In February, Li Zehua, who also goes by Kcriss Li, interviewed Wuhan residents infected with the coronavirus and was investigating allegations of a local effort to cover up new infections. He posted his reporting in videos on YouTube, Twitter, and the microblogging platform Weibo. (YouTube and Twitter are blocked in China, but many citizens use virtual private networks, or VPNs, to bypass censors.)
Just before 6 p.m. on February 26, Li was followed home by a white SUV whose occupants were yelling at him to pull over. He made it home, 30 kilometers away, and started livestreaming a video about the chase.
That was the last time he was heard for 56 days.
But on Wednesday, Li posted a new video on his social-media accounts explaining what happened to him.
Li said that after the car chase, officers in security uniforms and hazmat suits knocked on his door. He didn’t respond, and the people went away.
Three hours later, officers arrived at his apartment again and took him to a police station — you can see this around the three-minute, 14-second mark in the video above.
The officers then told Li he was being detained on suspicion of disrupting public order but chose not to charge him, Li said.

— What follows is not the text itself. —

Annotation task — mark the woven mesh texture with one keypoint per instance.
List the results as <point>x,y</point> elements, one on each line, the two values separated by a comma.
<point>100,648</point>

A video showing police officers inside Li’s apartment.
Li said the police told him that because he had been in “sensitive epidemic areas,” he had to go into quarantine. China has reportedly confined multiple whistleblowers and critics to house arrest under the pretext of quarantine during the pandemic.
Li said he was let go on March 28 and had been spending time with family.

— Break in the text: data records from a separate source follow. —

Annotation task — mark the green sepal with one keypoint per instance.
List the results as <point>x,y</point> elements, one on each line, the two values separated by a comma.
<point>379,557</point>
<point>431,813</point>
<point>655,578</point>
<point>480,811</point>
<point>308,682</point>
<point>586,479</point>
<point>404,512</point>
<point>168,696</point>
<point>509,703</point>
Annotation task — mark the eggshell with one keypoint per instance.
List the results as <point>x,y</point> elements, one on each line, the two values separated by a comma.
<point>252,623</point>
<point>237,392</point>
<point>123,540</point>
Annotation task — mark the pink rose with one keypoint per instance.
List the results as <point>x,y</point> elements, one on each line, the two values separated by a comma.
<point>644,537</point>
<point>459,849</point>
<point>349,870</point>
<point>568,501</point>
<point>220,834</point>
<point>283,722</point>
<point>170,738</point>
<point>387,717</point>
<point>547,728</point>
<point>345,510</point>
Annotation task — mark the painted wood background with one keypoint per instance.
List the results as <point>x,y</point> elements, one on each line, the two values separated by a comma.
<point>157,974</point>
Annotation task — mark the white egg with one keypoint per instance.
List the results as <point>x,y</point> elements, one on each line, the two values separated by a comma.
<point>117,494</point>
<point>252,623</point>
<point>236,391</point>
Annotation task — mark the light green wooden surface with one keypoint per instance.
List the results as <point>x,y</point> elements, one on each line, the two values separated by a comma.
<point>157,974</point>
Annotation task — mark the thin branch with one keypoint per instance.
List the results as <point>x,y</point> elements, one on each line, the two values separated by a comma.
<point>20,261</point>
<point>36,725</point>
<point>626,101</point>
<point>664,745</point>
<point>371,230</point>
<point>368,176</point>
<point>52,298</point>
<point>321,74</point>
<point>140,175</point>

But in stark contrast to the tone of his reporting from Wuhan, Li’s latest video saw him heap praise on the police who detained him.
“Throughout the whole process, police officers acted civil and legally, making sure that I was resting and eating well. They really cared for me,” Li said.
“I had three meals a day, felt safe with guards, and got to watch the news every day.”
He added: “Thank you everyone who took care and were concerned for me! I hope that everyone suffering in the epidemic get well soon. May God bless China and people in the world unite.”
A video of Li working out while in quarantine posted on YouTube on Wednesday.
YouTube/ Li Kcriss
In several of his older videos, Li stressed that something had gone wrong in Wuhan and that he felt it was his duty to document citizens’ grievances.
“I don’t want to remain silent or shut my eyes and ears. It’s not that I can’t have a nice life with a wife and kids. I can. I’m doing this because I hope more young people can, like me, stand up,” he said in one video.
Li’s motto, splashed across graphics on his YouTube page, is “never give up.”
Li is among several journalists and whistleblowers in China who have been silenced after criticizing the government during the coronavirus crisis.
Alexandra Ma contributed reporting.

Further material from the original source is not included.